3. Who then is a good advocate of the Catholic position? Those who would criticise these prominent Catholics do not usually themselves have an explicit mandate to speak for the Church. The practical touchstone against which all their contributions can be measured, I would suggest, is the Catechism of the Catholic Church. The person with a mandate to represent the Church in a particular locality is the Bishop, and that mandate should be experienced as a serious responsibility.
4. I think there is useful reflection to be had about the office of the Bishop in regard to prominent Catholics who are not good advocates of the Catholic position. The priority of the Bishop should be to act in the interests of the unity of the Church, which needs clarity and firmness of teaching but not necessarily condemnation of the individual.
From the chapter on "Christianity and Scientific Investigation" in Idea of a University:
This is how I should account for a circumstance, which has sometimes caused surprise, that so many great Catholic thinkers have in some points or other incurred the criticism or animadversion of theologians or of ecclesiastical authority. It must be so in the nature of things; there is indeed an animadversion which implies a condemnation of the author; but there is another which means not much more than the "piè legendum" written against passages in the Fathers. The author may not be to blame; yet the ecclesiastical authority would be to blame, if it did not give notice of his imperfections....

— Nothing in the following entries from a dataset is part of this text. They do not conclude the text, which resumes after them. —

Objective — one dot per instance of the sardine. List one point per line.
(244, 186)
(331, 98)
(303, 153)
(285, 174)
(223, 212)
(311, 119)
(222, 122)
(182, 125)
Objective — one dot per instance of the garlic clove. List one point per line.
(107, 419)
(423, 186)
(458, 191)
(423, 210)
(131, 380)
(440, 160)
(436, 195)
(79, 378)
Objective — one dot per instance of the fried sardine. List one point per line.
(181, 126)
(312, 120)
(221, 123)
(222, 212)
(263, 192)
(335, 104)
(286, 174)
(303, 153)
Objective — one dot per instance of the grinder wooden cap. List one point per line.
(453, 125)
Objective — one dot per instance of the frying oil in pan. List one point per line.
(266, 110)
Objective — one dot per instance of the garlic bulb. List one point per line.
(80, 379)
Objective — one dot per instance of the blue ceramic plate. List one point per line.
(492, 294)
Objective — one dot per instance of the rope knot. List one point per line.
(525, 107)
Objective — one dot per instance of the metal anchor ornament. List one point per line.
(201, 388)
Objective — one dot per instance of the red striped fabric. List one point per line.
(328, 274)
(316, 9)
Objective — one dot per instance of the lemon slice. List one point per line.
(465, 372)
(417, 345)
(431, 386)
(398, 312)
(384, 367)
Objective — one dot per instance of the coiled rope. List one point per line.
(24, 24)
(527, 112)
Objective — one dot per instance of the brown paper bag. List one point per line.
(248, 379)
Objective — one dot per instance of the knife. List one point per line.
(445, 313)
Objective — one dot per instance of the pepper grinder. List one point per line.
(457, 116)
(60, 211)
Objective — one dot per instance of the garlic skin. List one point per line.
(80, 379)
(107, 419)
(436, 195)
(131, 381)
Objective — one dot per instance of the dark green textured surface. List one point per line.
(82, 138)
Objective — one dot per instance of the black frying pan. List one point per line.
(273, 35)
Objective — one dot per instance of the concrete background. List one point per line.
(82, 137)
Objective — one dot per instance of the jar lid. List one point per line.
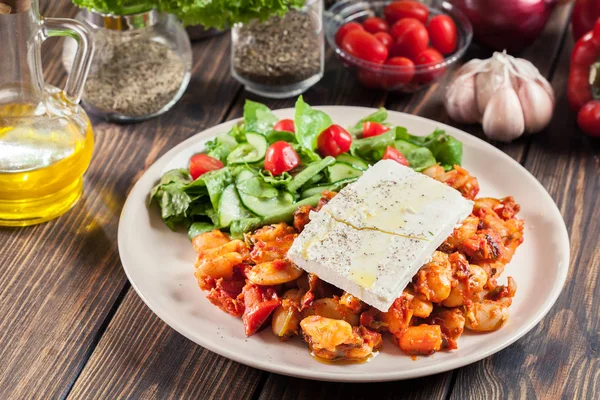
(122, 22)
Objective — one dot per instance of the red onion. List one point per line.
(506, 24)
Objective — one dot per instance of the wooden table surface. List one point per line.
(71, 326)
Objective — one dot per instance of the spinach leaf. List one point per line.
(276, 136)
(378, 116)
(309, 123)
(239, 226)
(197, 228)
(221, 146)
(258, 117)
(372, 148)
(277, 181)
(215, 182)
(306, 174)
(171, 197)
(257, 187)
(420, 158)
(446, 149)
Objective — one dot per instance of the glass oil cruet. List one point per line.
(46, 139)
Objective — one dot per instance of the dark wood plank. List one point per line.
(283, 387)
(559, 358)
(141, 357)
(429, 104)
(61, 279)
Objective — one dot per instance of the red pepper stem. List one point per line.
(595, 79)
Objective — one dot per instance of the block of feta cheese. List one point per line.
(376, 233)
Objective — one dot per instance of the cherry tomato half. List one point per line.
(385, 38)
(393, 154)
(281, 157)
(442, 32)
(202, 163)
(334, 141)
(374, 25)
(365, 46)
(429, 56)
(405, 73)
(411, 38)
(589, 118)
(286, 125)
(344, 29)
(406, 9)
(373, 129)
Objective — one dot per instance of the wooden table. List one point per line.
(71, 326)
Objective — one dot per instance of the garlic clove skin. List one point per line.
(487, 82)
(537, 106)
(503, 117)
(461, 101)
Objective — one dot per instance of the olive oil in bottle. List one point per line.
(42, 162)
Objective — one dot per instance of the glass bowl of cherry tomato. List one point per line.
(400, 45)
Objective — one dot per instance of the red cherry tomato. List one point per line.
(286, 125)
(385, 38)
(404, 75)
(281, 157)
(373, 129)
(411, 37)
(589, 118)
(201, 164)
(374, 25)
(393, 154)
(442, 32)
(406, 9)
(365, 46)
(344, 29)
(334, 141)
(429, 56)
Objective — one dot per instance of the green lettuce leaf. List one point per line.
(378, 116)
(309, 123)
(258, 118)
(171, 197)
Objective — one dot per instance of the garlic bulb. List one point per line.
(507, 95)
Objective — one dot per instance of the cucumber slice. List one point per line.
(252, 151)
(230, 207)
(332, 187)
(340, 171)
(306, 174)
(356, 162)
(314, 180)
(266, 206)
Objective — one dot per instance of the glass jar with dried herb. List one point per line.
(282, 56)
(141, 67)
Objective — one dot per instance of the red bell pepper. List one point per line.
(260, 302)
(583, 90)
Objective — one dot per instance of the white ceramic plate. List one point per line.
(159, 264)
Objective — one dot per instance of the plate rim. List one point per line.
(417, 372)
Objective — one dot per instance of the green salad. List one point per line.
(264, 168)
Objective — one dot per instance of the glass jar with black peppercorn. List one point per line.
(282, 56)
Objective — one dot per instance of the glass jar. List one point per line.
(141, 68)
(282, 56)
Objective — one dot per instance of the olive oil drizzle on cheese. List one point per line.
(372, 228)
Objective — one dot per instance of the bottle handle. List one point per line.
(83, 56)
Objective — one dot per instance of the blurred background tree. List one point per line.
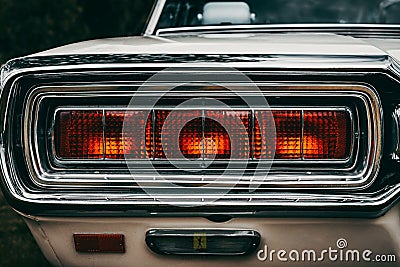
(31, 26)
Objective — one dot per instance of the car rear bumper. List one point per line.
(335, 241)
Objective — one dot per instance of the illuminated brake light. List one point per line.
(287, 134)
(80, 134)
(325, 135)
(133, 142)
(209, 134)
(99, 243)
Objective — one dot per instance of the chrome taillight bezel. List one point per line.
(333, 177)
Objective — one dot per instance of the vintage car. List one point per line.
(232, 133)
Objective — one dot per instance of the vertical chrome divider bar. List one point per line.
(104, 133)
(302, 135)
(252, 142)
(203, 124)
(153, 124)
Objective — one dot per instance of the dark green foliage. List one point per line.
(31, 26)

I am supposing all along good faith, honest intentions, a loyal Catholic spirit, and a deep sense of responsibility. I am supposing, in the scientific inquirer, a due fear of giving scandal, of seeming to countenance views which he does not really countenance, and of siding with parties from whom he heartily differs. I am supposing that he is fully alive to the existence and the power of the infidelity of the age; that he keeps in mind the moral weakness and the intellectual confusion of the majority of men; and that he has no wish at all that any one soul should get harm from certain speculations today, though he may have the satisfaction of being sure that those speculations will, as far as they are erroneous or misunderstood, be corrected in the course of the next half-century.